Thursday, April 25, 2024

Movie Review (Glasgow Film Festival): ‘The Gravedigger’s Wife’ Is A Critical Look at the Healthcare System


Director: Khadar Ayderus Ahmed

Writers: Khadar Ayderus Ahmed

Stars: Omar Abdi, Yasmin Warsame

Synopsis: In times of misfortune, Guled and his family have to push themselves to the limits in order to reunite with their family.


 

Although set in the far distant, heat-baked lands of Djibouti in the Horn of Africa, the tale of The Gravedigger’s Wife may well resonate with any average American. Finnish-Somali director Khadar Ayderus Ahmed has crafted a heartfelt and tender examination of the social injustice surrounding healthcare and the lengths we will go to for the ones we love.

Thought it is co-produced by a range of European countries, including Ahmed’s native Finland, The Gravedigger’s Wife feels intrinsically and powerfully authentic as it represents the impoverished on the outskirts of Djibouti City, a world in which death is never far away and survival is the only thing that matters much. The skein of struggle running through the movie is always shown in a grounded, naturalistic way which never exoticizes the country. Instead, we see the genuine brutality of everyday life and how it affects the citizens who live there.

Guled (Omar Abdi), is a gravedigger who makes his living chasing down jobs from people whose loved ones have just died. It is gruelling work and fairly sparse. There is also a grim irony in the fact he makes his living depending on the deaths of others – in one scene he and his fellow gravediggers chase an ambulance all the way to the hospital in the hopes of a body to bury. There’s a darkly humorous undercurrent to this situation which Ahmed maintains throughout. Guled does what he does for his wife Nasra (Yasmin Warsame) and son Mahad (Khadar Abdoul-Aziz Ibrahim). It is clear his life revolves around them, and he works hard to make them happy. 

Things aren’t going so well though. Mahad is constantly skipping school, and is completely uninterested in receiving an education, countering that his father doesn’t have one either. Worse still, Nasra is ill: a kidney infection means she needs constant antibiotics and $5,000 surgery if she is to survive. This news sends the family into a spiral as Guled desperately tries to cobble enough money together to keep his wife alive. A broken Guled finally decides to walk to the rural village where he grew up – facing the conservative politics which drove him away in the first place – in a last ditch attempt to earn enough money for his wife’s surgery, while Mahad takes to the streets, completing various tasks for the locals for cash.

The storytelling in The Gravedigger’s Wife is neatly done. Ahmed frames beautiful early scenes showing the couple in benignly intimate moments, such as when Guled bathes his ailing wife. There’s a tenderness to these scenes but also something of a weariness, as though the couple have gone past the hormonal excitement of their early courtship and are now comfortable and content with one another. These scenes are juxtaposed with their interactions with Mahad, whom they struggle to control. A slowly building dread begins to creep in for Guled: he can no more save his son than he can his wife. It all stacks up excellently to a more thrilling third act, as the tone changes somewhat and Guled goes for broke.

Abdi is great as the beleaguered Guled. Though blessed with a big smile and a genuine, affable nature, Abdi imbues Guled with a slow burning exhaustion. A telling moment comes around halfway through when he counsels a friend of his who is lovelorn and hopeless; Guled gently chides his friend for wasting time worrying, when there are bigger problems to deal with, before matchmaking his friend and the object of his desire in one fell swoop. It’s a moment that sums up Guled well, and Adbi is so natural you almost forget this is a scene playing out.

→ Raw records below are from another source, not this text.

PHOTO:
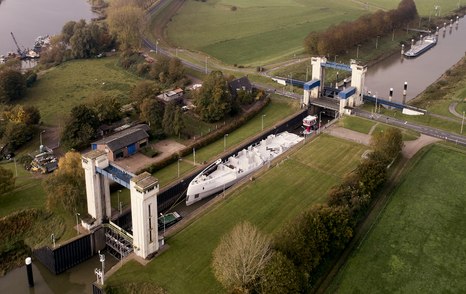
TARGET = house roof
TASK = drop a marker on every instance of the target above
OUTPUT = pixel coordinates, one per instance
(124, 138)
(240, 84)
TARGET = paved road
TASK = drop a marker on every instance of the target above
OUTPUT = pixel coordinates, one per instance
(447, 136)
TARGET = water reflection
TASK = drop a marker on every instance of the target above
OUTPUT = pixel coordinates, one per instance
(419, 72)
(74, 281)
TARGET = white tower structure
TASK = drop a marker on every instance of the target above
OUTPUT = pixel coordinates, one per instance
(317, 74)
(358, 77)
(97, 186)
(144, 189)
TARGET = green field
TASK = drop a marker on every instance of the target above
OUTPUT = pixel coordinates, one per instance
(262, 31)
(61, 88)
(417, 245)
(281, 193)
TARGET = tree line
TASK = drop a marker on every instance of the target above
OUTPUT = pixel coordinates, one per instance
(339, 38)
(247, 261)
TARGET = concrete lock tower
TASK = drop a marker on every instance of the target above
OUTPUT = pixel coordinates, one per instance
(144, 189)
(97, 186)
(358, 77)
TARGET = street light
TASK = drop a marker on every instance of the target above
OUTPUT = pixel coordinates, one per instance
(178, 162)
(163, 219)
(320, 119)
(225, 142)
(119, 203)
(206, 64)
(77, 222)
(462, 123)
(40, 136)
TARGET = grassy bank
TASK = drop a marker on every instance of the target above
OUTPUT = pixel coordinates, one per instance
(275, 111)
(417, 243)
(61, 88)
(283, 191)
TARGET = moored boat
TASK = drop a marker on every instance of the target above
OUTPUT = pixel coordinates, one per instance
(222, 174)
(421, 46)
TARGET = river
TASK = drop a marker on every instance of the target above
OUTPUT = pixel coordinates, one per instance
(74, 281)
(28, 19)
(421, 71)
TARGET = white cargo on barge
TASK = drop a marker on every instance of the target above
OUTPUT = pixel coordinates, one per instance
(222, 174)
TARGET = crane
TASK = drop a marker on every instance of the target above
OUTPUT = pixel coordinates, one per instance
(21, 53)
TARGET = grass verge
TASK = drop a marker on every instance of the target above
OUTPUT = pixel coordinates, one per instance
(279, 194)
(418, 240)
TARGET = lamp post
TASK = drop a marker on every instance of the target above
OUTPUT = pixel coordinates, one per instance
(40, 136)
(178, 162)
(77, 222)
(320, 119)
(119, 203)
(462, 123)
(225, 142)
(163, 219)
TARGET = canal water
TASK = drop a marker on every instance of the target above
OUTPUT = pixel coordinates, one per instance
(77, 280)
(29, 19)
(421, 71)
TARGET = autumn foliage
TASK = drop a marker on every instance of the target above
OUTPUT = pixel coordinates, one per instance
(337, 39)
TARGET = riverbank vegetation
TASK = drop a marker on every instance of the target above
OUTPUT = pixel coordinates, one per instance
(337, 39)
(410, 246)
(284, 191)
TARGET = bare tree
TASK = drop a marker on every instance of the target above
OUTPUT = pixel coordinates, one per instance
(240, 258)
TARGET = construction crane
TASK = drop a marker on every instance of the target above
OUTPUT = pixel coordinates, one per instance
(20, 53)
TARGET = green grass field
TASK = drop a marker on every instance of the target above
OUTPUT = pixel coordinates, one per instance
(61, 88)
(277, 110)
(417, 245)
(263, 31)
(278, 195)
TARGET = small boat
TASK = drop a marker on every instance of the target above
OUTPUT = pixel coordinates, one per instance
(222, 174)
(421, 46)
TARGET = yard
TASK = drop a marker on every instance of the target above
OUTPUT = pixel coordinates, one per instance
(417, 244)
(298, 181)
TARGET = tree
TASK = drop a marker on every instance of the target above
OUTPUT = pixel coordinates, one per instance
(127, 22)
(389, 142)
(213, 100)
(178, 123)
(7, 180)
(280, 276)
(12, 85)
(152, 112)
(240, 258)
(168, 118)
(28, 115)
(80, 128)
(64, 188)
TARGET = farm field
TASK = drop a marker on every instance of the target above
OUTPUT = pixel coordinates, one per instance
(417, 244)
(279, 194)
(263, 31)
(61, 88)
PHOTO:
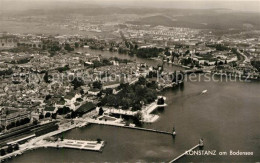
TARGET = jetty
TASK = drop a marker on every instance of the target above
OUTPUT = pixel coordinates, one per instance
(74, 144)
(184, 154)
(173, 133)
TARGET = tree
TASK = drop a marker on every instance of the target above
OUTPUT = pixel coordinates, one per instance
(99, 140)
(9, 149)
(97, 84)
(46, 77)
(41, 116)
(77, 82)
(137, 118)
(54, 116)
(64, 110)
(17, 123)
(101, 111)
(47, 115)
(16, 147)
(35, 122)
(160, 101)
(2, 152)
(76, 44)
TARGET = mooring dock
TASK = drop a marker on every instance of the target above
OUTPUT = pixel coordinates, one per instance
(77, 144)
(180, 156)
(130, 127)
(201, 144)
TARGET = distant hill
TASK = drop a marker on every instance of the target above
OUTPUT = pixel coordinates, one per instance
(220, 21)
(155, 20)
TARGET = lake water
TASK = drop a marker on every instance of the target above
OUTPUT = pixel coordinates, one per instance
(227, 117)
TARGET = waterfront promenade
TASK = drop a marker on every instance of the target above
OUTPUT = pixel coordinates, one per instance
(107, 123)
(32, 144)
(73, 144)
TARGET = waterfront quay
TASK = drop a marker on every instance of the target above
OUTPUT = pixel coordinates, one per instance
(74, 144)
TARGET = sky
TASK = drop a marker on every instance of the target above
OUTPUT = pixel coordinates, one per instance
(241, 5)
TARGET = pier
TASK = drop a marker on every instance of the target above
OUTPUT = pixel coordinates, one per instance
(193, 148)
(75, 144)
(173, 133)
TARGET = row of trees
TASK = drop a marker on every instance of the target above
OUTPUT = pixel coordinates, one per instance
(131, 96)
(9, 149)
(16, 124)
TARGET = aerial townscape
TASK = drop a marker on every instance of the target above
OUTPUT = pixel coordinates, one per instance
(93, 82)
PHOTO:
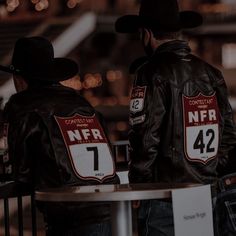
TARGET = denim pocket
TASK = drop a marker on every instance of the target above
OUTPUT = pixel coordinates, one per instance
(231, 212)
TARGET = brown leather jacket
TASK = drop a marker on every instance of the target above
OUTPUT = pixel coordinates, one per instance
(181, 121)
(57, 139)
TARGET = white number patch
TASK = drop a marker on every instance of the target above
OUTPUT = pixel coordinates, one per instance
(92, 160)
(137, 99)
(201, 127)
(87, 146)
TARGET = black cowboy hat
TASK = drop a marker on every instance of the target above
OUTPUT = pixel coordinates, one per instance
(33, 58)
(160, 16)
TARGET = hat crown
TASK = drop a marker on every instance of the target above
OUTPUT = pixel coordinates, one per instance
(33, 58)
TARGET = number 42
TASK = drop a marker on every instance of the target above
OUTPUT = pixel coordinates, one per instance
(201, 139)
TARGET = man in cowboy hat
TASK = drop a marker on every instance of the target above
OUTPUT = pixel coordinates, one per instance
(181, 122)
(51, 131)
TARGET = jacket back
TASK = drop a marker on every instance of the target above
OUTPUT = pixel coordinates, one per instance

The cinematography plays an important part in establishing the world of Djibouti. Arttu Peltomaa juggles the urban jungle with all of its color and business with parched, dry landscapes, completely barren and devoid of life. Yellows and browns abound here, mixed together in a muddy texture, with the occasional greenery appearing throughout – almost as though representing a kind of hope. 

Amid all of the exquisite visual design, is the basic premise of a man fighting against a hopelessly cruel, indifferent system which cares nothing about whether he lives or dies. As he struggles in vain to make some small semblance of a difference to those he loves, Ahmed is asking us the question: are we really okay with this?